Sheryl Lee Ralph was nominated for Best Performance by an Actress in a Supporting Role at the 2023 Golden Globe Awards for her work in Abbott Elementary. Later, she even took the stage at the 2023 Super Bowl to perform the Black National Anthem, “Lift Every Voice and Sing.” At the time, she told Hollywood Life how she prepared for the major moment. “I will be on mental rest, vocal rest, all of that in preparation for my two and a half minutes in front of two and a half million people!” Sheryl said in 2023.
For those who don’t know, Abbot Elementary is a comedy television series based on the experiences at a poorly funded predominantly Black school in Philadelphia.

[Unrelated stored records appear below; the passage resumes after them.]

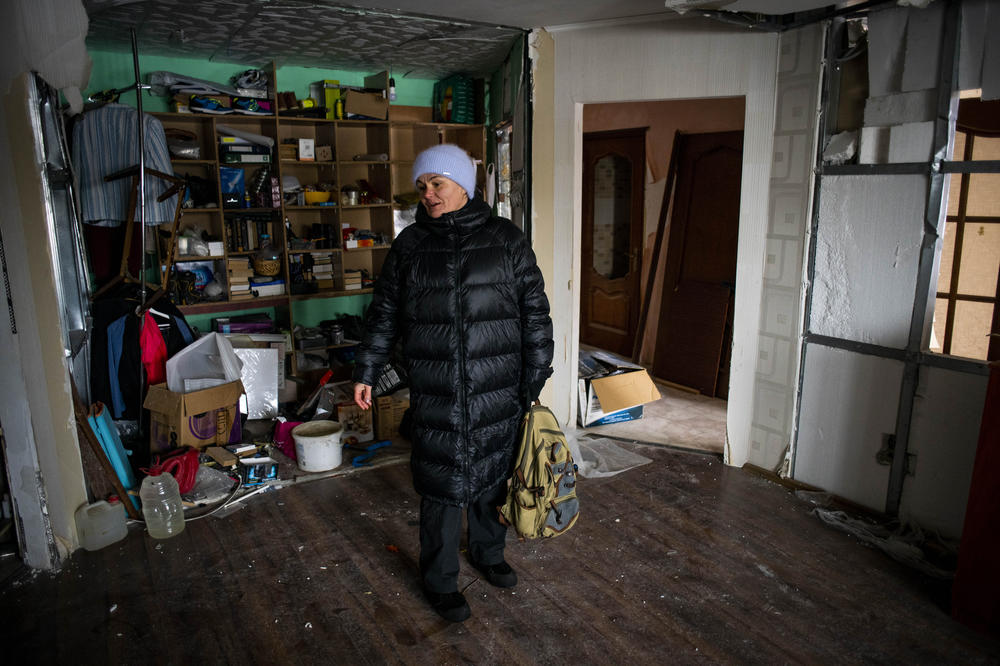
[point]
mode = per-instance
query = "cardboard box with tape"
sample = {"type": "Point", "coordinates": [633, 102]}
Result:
{"type": "Point", "coordinates": [199, 418]}
{"type": "Point", "coordinates": [612, 389]}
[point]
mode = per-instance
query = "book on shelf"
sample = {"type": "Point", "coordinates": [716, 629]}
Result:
{"type": "Point", "coordinates": [244, 158]}
{"type": "Point", "coordinates": [247, 148]}
{"type": "Point", "coordinates": [268, 287]}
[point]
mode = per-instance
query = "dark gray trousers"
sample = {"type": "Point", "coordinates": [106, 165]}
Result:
{"type": "Point", "coordinates": [441, 534]}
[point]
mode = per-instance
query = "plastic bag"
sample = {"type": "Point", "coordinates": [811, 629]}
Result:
{"type": "Point", "coordinates": [208, 361]}
{"type": "Point", "coordinates": [597, 458]}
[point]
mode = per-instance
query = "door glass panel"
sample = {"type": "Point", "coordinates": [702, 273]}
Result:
{"type": "Point", "coordinates": [612, 210]}
{"type": "Point", "coordinates": [971, 336]}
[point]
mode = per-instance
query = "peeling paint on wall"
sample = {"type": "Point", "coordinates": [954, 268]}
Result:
{"type": "Point", "coordinates": [867, 254]}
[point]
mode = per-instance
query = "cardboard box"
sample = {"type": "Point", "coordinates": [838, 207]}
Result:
{"type": "Point", "coordinates": [326, 93]}
{"type": "Point", "coordinates": [199, 419]}
{"type": "Point", "coordinates": [372, 105]}
{"type": "Point", "coordinates": [612, 390]}
{"type": "Point", "coordinates": [357, 423]}
{"type": "Point", "coordinates": [258, 470]}
{"type": "Point", "coordinates": [337, 403]}
{"type": "Point", "coordinates": [389, 410]}
{"type": "Point", "coordinates": [307, 150]}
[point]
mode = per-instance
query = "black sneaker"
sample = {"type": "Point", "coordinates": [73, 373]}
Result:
{"type": "Point", "coordinates": [452, 606]}
{"type": "Point", "coordinates": [498, 575]}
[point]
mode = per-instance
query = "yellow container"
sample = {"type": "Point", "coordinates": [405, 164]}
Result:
{"type": "Point", "coordinates": [326, 92]}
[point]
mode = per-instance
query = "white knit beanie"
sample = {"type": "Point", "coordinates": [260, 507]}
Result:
{"type": "Point", "coordinates": [449, 161]}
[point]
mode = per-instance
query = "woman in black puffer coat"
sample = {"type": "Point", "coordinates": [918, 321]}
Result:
{"type": "Point", "coordinates": [461, 289]}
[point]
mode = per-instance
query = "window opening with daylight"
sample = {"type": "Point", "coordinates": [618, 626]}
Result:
{"type": "Point", "coordinates": [966, 316]}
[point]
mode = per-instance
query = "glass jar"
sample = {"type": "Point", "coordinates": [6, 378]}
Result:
{"type": "Point", "coordinates": [161, 506]}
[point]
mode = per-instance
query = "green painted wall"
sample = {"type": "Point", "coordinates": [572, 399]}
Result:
{"type": "Point", "coordinates": [113, 69]}
{"type": "Point", "coordinates": [315, 310]}
{"type": "Point", "coordinates": [305, 313]}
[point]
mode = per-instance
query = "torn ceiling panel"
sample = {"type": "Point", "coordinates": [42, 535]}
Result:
{"type": "Point", "coordinates": [301, 32]}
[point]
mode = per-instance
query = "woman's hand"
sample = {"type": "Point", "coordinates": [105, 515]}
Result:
{"type": "Point", "coordinates": [363, 395]}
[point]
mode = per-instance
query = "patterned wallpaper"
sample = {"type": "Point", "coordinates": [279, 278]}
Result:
{"type": "Point", "coordinates": [776, 380]}
{"type": "Point", "coordinates": [300, 32]}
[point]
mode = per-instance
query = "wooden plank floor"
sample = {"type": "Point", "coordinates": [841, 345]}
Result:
{"type": "Point", "coordinates": [679, 561]}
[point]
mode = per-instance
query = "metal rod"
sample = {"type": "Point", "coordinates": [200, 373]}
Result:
{"type": "Point", "coordinates": [971, 166]}
{"type": "Point", "coordinates": [142, 175]}
{"type": "Point", "coordinates": [932, 213]}
{"type": "Point", "coordinates": [895, 169]}
{"type": "Point", "coordinates": [830, 78]}
{"type": "Point", "coordinates": [865, 348]}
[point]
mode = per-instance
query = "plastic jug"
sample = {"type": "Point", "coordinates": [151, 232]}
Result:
{"type": "Point", "coordinates": [161, 506]}
{"type": "Point", "coordinates": [101, 524]}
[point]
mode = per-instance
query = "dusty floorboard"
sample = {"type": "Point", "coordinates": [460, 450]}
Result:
{"type": "Point", "coordinates": [679, 561]}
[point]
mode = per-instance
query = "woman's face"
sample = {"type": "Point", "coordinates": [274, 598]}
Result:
{"type": "Point", "coordinates": [440, 194]}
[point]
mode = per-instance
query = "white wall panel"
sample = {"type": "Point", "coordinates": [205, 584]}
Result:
{"type": "Point", "coordinates": [867, 250]}
{"type": "Point", "coordinates": [849, 401]}
{"type": "Point", "coordinates": [944, 435]}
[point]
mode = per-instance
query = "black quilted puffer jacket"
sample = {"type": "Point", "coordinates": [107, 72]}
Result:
{"type": "Point", "coordinates": [464, 294]}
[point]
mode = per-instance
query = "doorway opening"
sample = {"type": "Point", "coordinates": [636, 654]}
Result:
{"type": "Point", "coordinates": [660, 220]}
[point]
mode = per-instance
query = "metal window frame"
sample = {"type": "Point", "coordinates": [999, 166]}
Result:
{"type": "Point", "coordinates": [913, 356]}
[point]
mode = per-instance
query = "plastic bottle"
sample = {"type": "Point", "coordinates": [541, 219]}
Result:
{"type": "Point", "coordinates": [161, 506]}
{"type": "Point", "coordinates": [101, 524]}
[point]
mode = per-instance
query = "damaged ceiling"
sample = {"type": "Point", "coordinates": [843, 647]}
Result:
{"type": "Point", "coordinates": [418, 38]}
{"type": "Point", "coordinates": [298, 32]}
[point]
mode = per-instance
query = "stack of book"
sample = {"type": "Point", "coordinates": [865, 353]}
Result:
{"type": "Point", "coordinates": [264, 286]}
{"type": "Point", "coordinates": [323, 270]}
{"type": "Point", "coordinates": [352, 280]}
{"type": "Point", "coordinates": [236, 150]}
{"type": "Point", "coordinates": [239, 278]}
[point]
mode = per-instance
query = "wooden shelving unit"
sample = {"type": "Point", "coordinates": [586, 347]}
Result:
{"type": "Point", "coordinates": [408, 131]}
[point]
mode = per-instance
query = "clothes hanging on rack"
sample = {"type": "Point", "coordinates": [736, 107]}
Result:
{"type": "Point", "coordinates": [122, 340]}
{"type": "Point", "coordinates": [104, 142]}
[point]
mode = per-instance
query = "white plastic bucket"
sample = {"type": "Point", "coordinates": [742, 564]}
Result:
{"type": "Point", "coordinates": [317, 445]}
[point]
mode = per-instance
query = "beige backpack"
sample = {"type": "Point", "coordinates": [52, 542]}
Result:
{"type": "Point", "coordinates": [541, 500]}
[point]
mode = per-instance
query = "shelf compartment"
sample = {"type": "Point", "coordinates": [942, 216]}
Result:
{"type": "Point", "coordinates": [227, 306]}
{"type": "Point", "coordinates": [330, 294]}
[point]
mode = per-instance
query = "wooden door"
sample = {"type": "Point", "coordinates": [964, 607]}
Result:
{"type": "Point", "coordinates": [695, 326]}
{"type": "Point", "coordinates": [614, 172]}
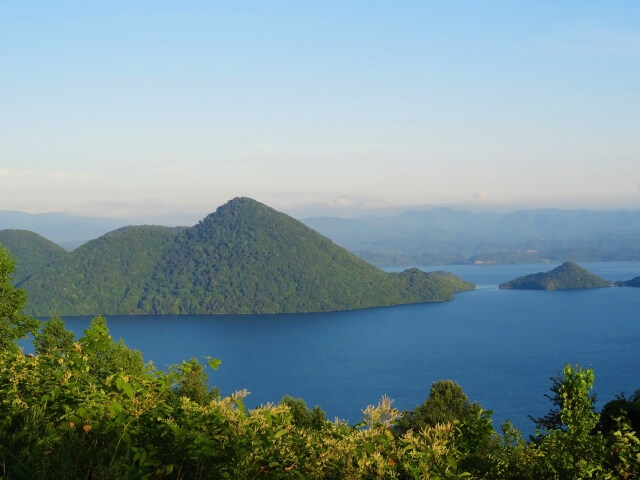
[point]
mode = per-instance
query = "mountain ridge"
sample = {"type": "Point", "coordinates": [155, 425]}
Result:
{"type": "Point", "coordinates": [567, 276]}
{"type": "Point", "coordinates": [243, 258]}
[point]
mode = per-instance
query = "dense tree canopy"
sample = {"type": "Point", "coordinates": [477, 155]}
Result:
{"type": "Point", "coordinates": [243, 258]}
{"type": "Point", "coordinates": [13, 324]}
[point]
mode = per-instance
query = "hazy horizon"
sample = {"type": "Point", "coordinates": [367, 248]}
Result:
{"type": "Point", "coordinates": [161, 110]}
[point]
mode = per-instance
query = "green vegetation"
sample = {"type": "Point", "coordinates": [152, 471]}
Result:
{"type": "Point", "coordinates": [634, 282]}
{"type": "Point", "coordinates": [567, 276]}
{"type": "Point", "coordinates": [244, 258]}
{"type": "Point", "coordinates": [90, 408]}
{"type": "Point", "coordinates": [33, 251]}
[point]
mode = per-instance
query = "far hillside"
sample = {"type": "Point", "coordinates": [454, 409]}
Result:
{"type": "Point", "coordinates": [33, 251]}
{"type": "Point", "coordinates": [424, 236]}
{"type": "Point", "coordinates": [569, 275]}
{"type": "Point", "coordinates": [243, 258]}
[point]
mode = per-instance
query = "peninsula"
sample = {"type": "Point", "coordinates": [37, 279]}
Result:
{"type": "Point", "coordinates": [244, 258]}
{"type": "Point", "coordinates": [569, 275]}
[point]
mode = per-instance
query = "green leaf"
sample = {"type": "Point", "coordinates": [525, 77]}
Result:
{"type": "Point", "coordinates": [127, 389]}
{"type": "Point", "coordinates": [279, 433]}
{"type": "Point", "coordinates": [214, 363]}
{"type": "Point", "coordinates": [240, 404]}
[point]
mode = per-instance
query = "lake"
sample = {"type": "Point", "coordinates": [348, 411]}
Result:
{"type": "Point", "coordinates": [501, 346]}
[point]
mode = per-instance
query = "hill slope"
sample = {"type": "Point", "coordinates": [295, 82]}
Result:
{"type": "Point", "coordinates": [634, 282]}
{"type": "Point", "coordinates": [569, 275]}
{"type": "Point", "coordinates": [108, 274]}
{"type": "Point", "coordinates": [244, 258]}
{"type": "Point", "coordinates": [31, 251]}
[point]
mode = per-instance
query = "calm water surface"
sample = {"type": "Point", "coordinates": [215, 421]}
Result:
{"type": "Point", "coordinates": [501, 346]}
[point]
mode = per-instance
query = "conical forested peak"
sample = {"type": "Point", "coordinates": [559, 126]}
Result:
{"type": "Point", "coordinates": [569, 267]}
{"type": "Point", "coordinates": [569, 275]}
{"type": "Point", "coordinates": [243, 258]}
{"type": "Point", "coordinates": [240, 210]}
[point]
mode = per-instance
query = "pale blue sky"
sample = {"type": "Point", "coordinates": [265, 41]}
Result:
{"type": "Point", "coordinates": [152, 107]}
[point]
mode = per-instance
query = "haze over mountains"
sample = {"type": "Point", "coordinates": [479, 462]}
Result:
{"type": "Point", "coordinates": [423, 235]}
{"type": "Point", "coordinates": [444, 235]}
{"type": "Point", "coordinates": [243, 258]}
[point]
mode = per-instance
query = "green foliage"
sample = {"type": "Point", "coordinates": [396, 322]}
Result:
{"type": "Point", "coordinates": [109, 357]}
{"type": "Point", "coordinates": [569, 275]}
{"type": "Point", "coordinates": [634, 282]}
{"type": "Point", "coordinates": [71, 412]}
{"type": "Point", "coordinates": [32, 252]}
{"type": "Point", "coordinates": [446, 403]}
{"type": "Point", "coordinates": [193, 383]}
{"type": "Point", "coordinates": [302, 417]}
{"type": "Point", "coordinates": [13, 324]}
{"type": "Point", "coordinates": [244, 258]}
{"type": "Point", "coordinates": [53, 336]}
{"type": "Point", "coordinates": [619, 409]}
{"type": "Point", "coordinates": [104, 276]}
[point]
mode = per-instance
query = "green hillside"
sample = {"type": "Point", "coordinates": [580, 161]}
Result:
{"type": "Point", "coordinates": [244, 258]}
{"type": "Point", "coordinates": [106, 275]}
{"type": "Point", "coordinates": [31, 251]}
{"type": "Point", "coordinates": [569, 275]}
{"type": "Point", "coordinates": [634, 282]}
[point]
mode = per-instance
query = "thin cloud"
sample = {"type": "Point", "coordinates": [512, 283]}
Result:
{"type": "Point", "coordinates": [480, 195]}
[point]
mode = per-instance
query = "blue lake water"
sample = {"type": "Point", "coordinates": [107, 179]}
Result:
{"type": "Point", "coordinates": [501, 346]}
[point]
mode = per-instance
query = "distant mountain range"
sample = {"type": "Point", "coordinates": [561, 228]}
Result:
{"type": "Point", "coordinates": [243, 258]}
{"type": "Point", "coordinates": [569, 275]}
{"type": "Point", "coordinates": [428, 236]}
{"type": "Point", "coordinates": [447, 236]}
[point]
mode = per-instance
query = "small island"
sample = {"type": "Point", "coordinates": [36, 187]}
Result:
{"type": "Point", "coordinates": [569, 275]}
{"type": "Point", "coordinates": [634, 282]}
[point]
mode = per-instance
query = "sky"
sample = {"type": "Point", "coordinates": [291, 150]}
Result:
{"type": "Point", "coordinates": [158, 108]}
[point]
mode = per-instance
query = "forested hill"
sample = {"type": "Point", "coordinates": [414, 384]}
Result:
{"type": "Point", "coordinates": [244, 258]}
{"type": "Point", "coordinates": [569, 275]}
{"type": "Point", "coordinates": [33, 251]}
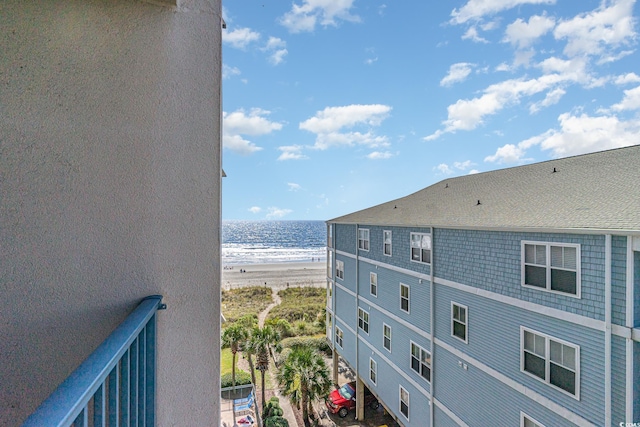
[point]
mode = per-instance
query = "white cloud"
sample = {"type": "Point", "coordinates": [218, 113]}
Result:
{"type": "Point", "coordinates": [577, 135]}
{"type": "Point", "coordinates": [380, 155]}
{"type": "Point", "coordinates": [240, 37]}
{"type": "Point", "coordinates": [472, 34]}
{"type": "Point", "coordinates": [457, 73]}
{"type": "Point", "coordinates": [228, 71]}
{"type": "Point", "coordinates": [444, 169]}
{"type": "Point", "coordinates": [240, 123]}
{"type": "Point", "coordinates": [591, 33]}
{"type": "Point", "coordinates": [306, 16]}
{"type": "Point", "coordinates": [291, 152]}
{"type": "Point", "coordinates": [276, 48]}
{"type": "Point", "coordinates": [627, 78]}
{"type": "Point", "coordinates": [476, 9]}
{"type": "Point", "coordinates": [524, 34]}
{"type": "Point", "coordinates": [329, 123]}
{"type": "Point", "coordinates": [552, 97]}
{"type": "Point", "coordinates": [274, 212]}
{"type": "Point", "coordinates": [631, 100]}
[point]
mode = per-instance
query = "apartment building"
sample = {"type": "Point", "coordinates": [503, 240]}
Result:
{"type": "Point", "coordinates": [505, 298]}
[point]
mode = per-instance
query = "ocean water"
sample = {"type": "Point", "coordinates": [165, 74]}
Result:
{"type": "Point", "coordinates": [256, 242]}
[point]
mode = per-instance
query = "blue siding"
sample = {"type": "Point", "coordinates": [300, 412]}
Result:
{"type": "Point", "coordinates": [636, 381]}
{"type": "Point", "coordinates": [618, 379]}
{"type": "Point", "coordinates": [389, 294]}
{"type": "Point", "coordinates": [619, 280]}
{"type": "Point", "coordinates": [346, 236]}
{"type": "Point", "coordinates": [494, 339]}
{"type": "Point", "coordinates": [491, 261]}
{"type": "Point", "coordinates": [636, 289]}
{"type": "Point", "coordinates": [481, 400]}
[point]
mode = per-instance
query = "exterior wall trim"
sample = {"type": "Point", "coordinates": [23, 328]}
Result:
{"type": "Point", "coordinates": [533, 395]}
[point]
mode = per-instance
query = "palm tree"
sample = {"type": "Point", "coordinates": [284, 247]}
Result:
{"type": "Point", "coordinates": [303, 377]}
{"type": "Point", "coordinates": [260, 343]}
{"type": "Point", "coordinates": [233, 337]}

Although the show is fictional, Sheryl Lee Ralph is connected to Philly in real life: Her husband, Vincent J. Hughes, was born in Philadelphia and has been a Democratic member of the Pennsylvania State Senate since 1996.
The highly-anticipated Season 3 of the series is set to premiere on February 7, 2024, and will feature Sheryl as the beloved Barbara Howard once more! Ahead of the premiere, read on to learn more about Sheryl and her Philly native husband, plus her previous marriage.
Sheryl Lee Ralph and Vincent J. Hughes
Sheryl Lee Ralph and Vincent J. Hughes, both 67, met via a mutual friend and immediately hit it off. One of the earliest memories in their relationship that Sheryl has shared with the world is the time when Vincent gifted her a light blue box with a white ribbon wrapped around it. Inside was a Pennsylvania Almanac. “Inside of it he had written: ‘So you will know more about all the things I truly love,’” Sheryl recalled to the Philadelphia Inquirer. “I was so fascinated that this man wanted me to know right off the get-go that, ‘I am all about my state, and I love my city,’” she gushed.
The pair walked down the aisle in 2005 at the First African Methodist Episcopal Church in Los Angeles. Sheryl went all-out for her special day, wearing a silk Tadashi gown with Swarovski-crystal-covered straps, per PEOPLE. She finished her regal look with a $16,000 Mikimoto tiara decorated with pearls and diamonds.
When asked about their secret to success in a 2020 interview with Essence, they said communication and devotion to their mission is key. “You’ve got to be able to laugh together and really, really communicate with each other. Bad communication will mess everything up,” Sheryl explained.
“We believe in each other’s mission and each other’s work, and we’re both very focused on our children and our family,” Vincent added. “I think that really is the foundation. I like what Sheryl’s about. Even when we don’t want to communicate with each other, we do. We pray for the strength to always turn toward each other when we have differences. People have a tendency to turn away. It has worked for us; I can tell you that.”
Sheryl Lee Ralph and Eric Maurice
Sheryl was married to French entrepreneur Eric Maurice between 1990 and 2001. They welcomed their son, Etienne Maurice, two years into their marriage and their daughter, Ivy-Victoria Maurice, in 1995. Little is known about their marriage or why they divorced, but Sheryl hinted that it was not a smooth separation while speaking to Dr. Drew on CNN in 2012. “You go to court … and people play games. They shift things here, they shift things there. Then they wanna talk about your residency. Then they say you lie about the money, then you give them tax returns. It’s like, ‘What do you want?’” the actress vented. She also said there were times she wanted to curse Eric out.
The former Moesha star also said she hated that her children had to be kids of divorced parents. “Your family is crushed,” she said. “I know your kids get hurt … I love my children.” She concluded, “Divorce is like ripping the skin off of your own body … and your children.”
With each of their divorces in mind, Sheryl and Vincent agreed to attend relationship counseling together to ensure they blended their families appropriately. “It was because we’ve both been married and divorced before and we had children to think of,” Vincent told Essence.
Sheryl agreed. “We knew the pain, but we knew we loved and respected each other immensely. We hadn’t even talked about marriage, but we knew we wanted to go to relationship counseling. If you’re honest in your session, you’re leaving everything wide open,” she said. “It was a way to really reveal ourselves to one another with guidance. It was extremely helpful. I would encourage counseling whether you have a blended family or not.”